Grigorii Demidov [Mon, 22 Oct 2018 08:48:51 +0000 (10:48 +0200)]
daemon: TCP connection timeouting has changed; connection was closed after peer's inactivity before, now it is closed after incativity in both directions (peer->kresd, kresd->peer); prevents connection from closing before answer sent to client
Vladimír Čunát [Wed, 10 Oct 2018 15:00:07 +0000 (17:00 +0200)]
cache: avoid some crashes
It's actually possible to start queries without any cache open,
e.g. add `resolve('.', kres.type.DNSKEY)` into your configuration.
If that happens, avoid the cache module dereferencing a NULL pointer.
Vladimír Čunát [Wed, 19 Sep 2018 14:57:24 +0000 (16:57 +0200)]
trie_it nitpick: reduce the initial stack size
Using 2kB as start is a bit too much, and it was showing as 0.5% CPU
on malloc() called during trie_it_begin(). Let's start at 0.5 kB,
as it can grow anyway (only negligible in profile now).
Vladimír Čunát [Mon, 15 Oct 2018 13:08:38 +0000 (13:08 +0000)]
Merge !675: daemon: first part of refactoring
- mainly the daemon/session.* files are separated,
moving lots of logic from daemon/worker.*;
- lib/generic/queue.* are added;
- verbose logging gets different IDs;
- various minor changes around.
Vladimír Čunát [Thu, 4 Oct 2018 12:43:54 +0000 (14:43 +0200)]
daemon/session nitpick: avoid a warning
lint:clang-scan-build reported:
> warning: The code calls sizeof() on a pointer type.
> This can produce an unexpected result
but in our case it's intentional.
(Yes, using pointers as keys in trie isn't very pretty.)

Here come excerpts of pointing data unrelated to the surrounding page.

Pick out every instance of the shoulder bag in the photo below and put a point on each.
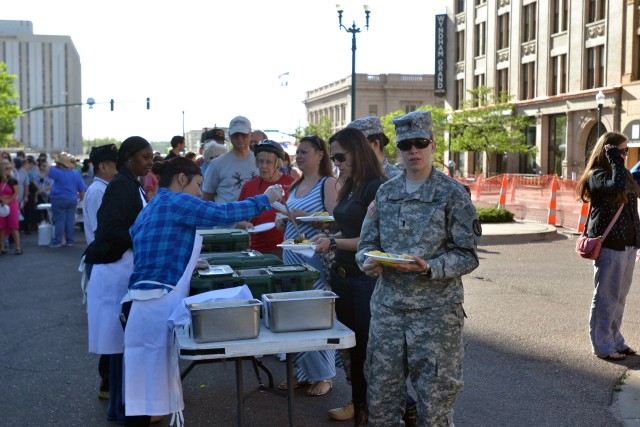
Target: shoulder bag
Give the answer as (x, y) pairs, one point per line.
(589, 247)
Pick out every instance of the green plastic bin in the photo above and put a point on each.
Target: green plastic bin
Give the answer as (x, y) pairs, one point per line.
(293, 277)
(224, 239)
(241, 259)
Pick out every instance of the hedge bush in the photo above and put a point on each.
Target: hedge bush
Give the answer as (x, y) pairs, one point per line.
(493, 215)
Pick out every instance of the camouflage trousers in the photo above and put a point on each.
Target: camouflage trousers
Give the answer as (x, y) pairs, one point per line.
(425, 345)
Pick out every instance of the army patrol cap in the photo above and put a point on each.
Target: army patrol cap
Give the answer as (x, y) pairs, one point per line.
(368, 125)
(413, 125)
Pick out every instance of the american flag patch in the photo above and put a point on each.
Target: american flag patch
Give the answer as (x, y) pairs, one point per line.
(372, 209)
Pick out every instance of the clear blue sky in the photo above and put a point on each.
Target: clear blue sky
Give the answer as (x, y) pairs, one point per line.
(218, 59)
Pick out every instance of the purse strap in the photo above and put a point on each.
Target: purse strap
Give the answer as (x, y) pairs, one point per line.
(613, 221)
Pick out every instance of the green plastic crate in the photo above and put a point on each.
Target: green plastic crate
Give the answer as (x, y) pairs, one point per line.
(241, 259)
(224, 240)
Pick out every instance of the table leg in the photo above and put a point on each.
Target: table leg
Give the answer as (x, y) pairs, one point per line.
(239, 391)
(290, 389)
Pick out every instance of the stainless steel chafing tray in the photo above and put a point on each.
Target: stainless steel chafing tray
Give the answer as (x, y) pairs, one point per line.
(225, 320)
(298, 311)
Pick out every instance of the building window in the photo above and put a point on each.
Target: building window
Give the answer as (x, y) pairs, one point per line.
(560, 10)
(480, 39)
(528, 161)
(460, 46)
(557, 143)
(459, 100)
(503, 31)
(595, 10)
(528, 81)
(502, 81)
(595, 67)
(529, 22)
(558, 75)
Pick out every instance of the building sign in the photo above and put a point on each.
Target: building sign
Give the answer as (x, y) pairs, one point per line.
(441, 55)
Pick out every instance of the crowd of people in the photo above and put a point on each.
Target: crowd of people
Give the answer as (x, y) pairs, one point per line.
(141, 211)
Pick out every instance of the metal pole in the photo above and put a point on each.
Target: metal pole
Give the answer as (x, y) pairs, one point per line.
(353, 73)
(599, 119)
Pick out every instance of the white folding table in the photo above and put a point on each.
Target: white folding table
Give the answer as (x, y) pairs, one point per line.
(267, 342)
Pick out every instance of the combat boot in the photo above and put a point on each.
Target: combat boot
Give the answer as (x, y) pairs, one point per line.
(361, 414)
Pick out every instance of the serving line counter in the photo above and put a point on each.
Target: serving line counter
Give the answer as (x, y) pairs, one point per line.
(267, 342)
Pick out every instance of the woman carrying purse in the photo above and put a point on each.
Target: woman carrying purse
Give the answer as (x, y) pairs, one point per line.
(607, 185)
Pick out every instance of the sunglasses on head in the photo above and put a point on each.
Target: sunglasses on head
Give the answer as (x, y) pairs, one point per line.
(408, 143)
(339, 157)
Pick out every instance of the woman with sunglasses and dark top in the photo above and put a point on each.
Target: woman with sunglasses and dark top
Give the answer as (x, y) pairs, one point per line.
(269, 158)
(111, 254)
(609, 186)
(362, 176)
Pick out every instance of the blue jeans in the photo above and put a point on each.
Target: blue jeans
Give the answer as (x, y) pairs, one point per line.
(613, 271)
(64, 219)
(353, 309)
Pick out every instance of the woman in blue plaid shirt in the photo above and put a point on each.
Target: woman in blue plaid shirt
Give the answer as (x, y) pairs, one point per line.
(166, 249)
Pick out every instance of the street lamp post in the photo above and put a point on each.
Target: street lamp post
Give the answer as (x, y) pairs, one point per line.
(599, 103)
(353, 31)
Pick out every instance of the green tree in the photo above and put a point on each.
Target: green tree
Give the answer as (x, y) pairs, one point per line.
(323, 130)
(9, 109)
(489, 123)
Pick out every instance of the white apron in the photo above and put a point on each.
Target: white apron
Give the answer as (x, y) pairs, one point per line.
(108, 284)
(151, 374)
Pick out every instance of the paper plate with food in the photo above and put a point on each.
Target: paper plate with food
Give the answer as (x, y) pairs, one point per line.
(317, 217)
(387, 259)
(291, 245)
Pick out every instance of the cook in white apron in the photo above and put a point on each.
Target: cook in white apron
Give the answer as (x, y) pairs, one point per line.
(151, 372)
(108, 284)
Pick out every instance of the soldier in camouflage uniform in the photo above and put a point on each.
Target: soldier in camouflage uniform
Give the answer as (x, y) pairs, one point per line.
(416, 308)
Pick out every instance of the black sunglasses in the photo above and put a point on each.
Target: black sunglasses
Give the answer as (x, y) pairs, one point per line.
(339, 157)
(408, 143)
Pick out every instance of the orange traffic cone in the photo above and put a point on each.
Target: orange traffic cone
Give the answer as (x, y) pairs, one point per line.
(584, 211)
(552, 202)
(478, 187)
(503, 193)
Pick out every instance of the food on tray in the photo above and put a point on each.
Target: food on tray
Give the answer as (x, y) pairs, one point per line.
(294, 242)
(202, 264)
(386, 255)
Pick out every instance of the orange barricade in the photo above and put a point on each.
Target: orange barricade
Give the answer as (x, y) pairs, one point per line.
(530, 197)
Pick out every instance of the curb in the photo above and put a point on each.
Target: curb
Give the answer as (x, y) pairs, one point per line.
(629, 400)
(517, 232)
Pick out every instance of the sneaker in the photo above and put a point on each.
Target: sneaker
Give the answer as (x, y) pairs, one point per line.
(342, 414)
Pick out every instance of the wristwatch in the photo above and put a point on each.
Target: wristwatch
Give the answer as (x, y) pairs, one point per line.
(427, 272)
(333, 246)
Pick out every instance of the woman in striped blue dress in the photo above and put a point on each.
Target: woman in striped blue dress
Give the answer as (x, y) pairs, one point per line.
(315, 191)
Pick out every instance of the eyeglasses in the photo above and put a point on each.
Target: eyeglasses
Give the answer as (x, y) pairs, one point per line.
(315, 139)
(339, 157)
(408, 143)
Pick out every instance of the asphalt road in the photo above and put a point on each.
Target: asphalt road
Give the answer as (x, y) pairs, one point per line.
(528, 357)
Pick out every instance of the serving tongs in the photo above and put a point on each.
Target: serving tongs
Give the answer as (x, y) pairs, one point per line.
(300, 237)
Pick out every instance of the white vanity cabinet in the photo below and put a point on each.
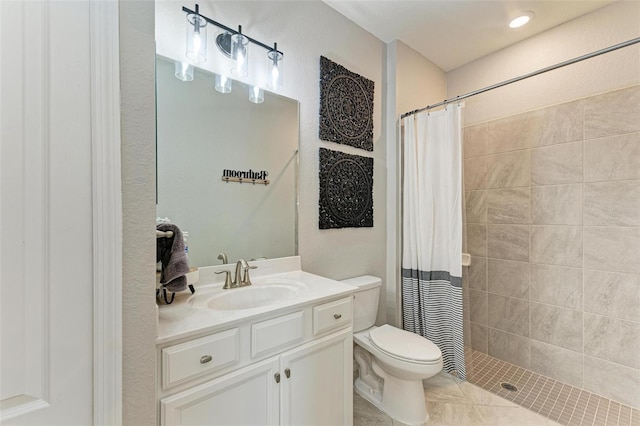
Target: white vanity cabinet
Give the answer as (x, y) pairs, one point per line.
(291, 368)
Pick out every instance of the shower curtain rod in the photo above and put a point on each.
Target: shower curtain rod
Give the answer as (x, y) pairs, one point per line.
(522, 77)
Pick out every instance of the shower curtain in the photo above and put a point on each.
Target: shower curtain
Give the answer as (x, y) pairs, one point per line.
(432, 232)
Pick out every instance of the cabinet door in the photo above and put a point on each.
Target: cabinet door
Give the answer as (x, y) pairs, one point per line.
(317, 382)
(248, 397)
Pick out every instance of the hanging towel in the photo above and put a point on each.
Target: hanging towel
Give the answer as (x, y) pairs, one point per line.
(170, 252)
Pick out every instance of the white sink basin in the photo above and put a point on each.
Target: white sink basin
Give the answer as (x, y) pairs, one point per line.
(256, 295)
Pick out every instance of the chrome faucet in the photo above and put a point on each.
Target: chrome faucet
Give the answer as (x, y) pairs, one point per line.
(242, 273)
(241, 278)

Vladimír Čunát [Wed, 19 Sep 2018 18:50:29 +0000 (20:50 +0200)]
daemon nitpick cleanups
- Some (potentially) unused vars were left behind.
- The two on_* functions are identical except for the uv types passed,
and those are surely the same in the part we use, but it's not worth
to deduplicate when these functions are only two and so simple.
- lint:c was complaining about the uv_tcp_t malloc().
Vladimír Čunát [Wed, 19 Sep 2018 18:05:08 +0000 (20:05 +0200)]
daemon: drop RECVMMSG_BATCH
The support hasn't landed in libuv over all the years,
and we've been still reserving memory for it in advance.
Also comment on the singleton buffer usage.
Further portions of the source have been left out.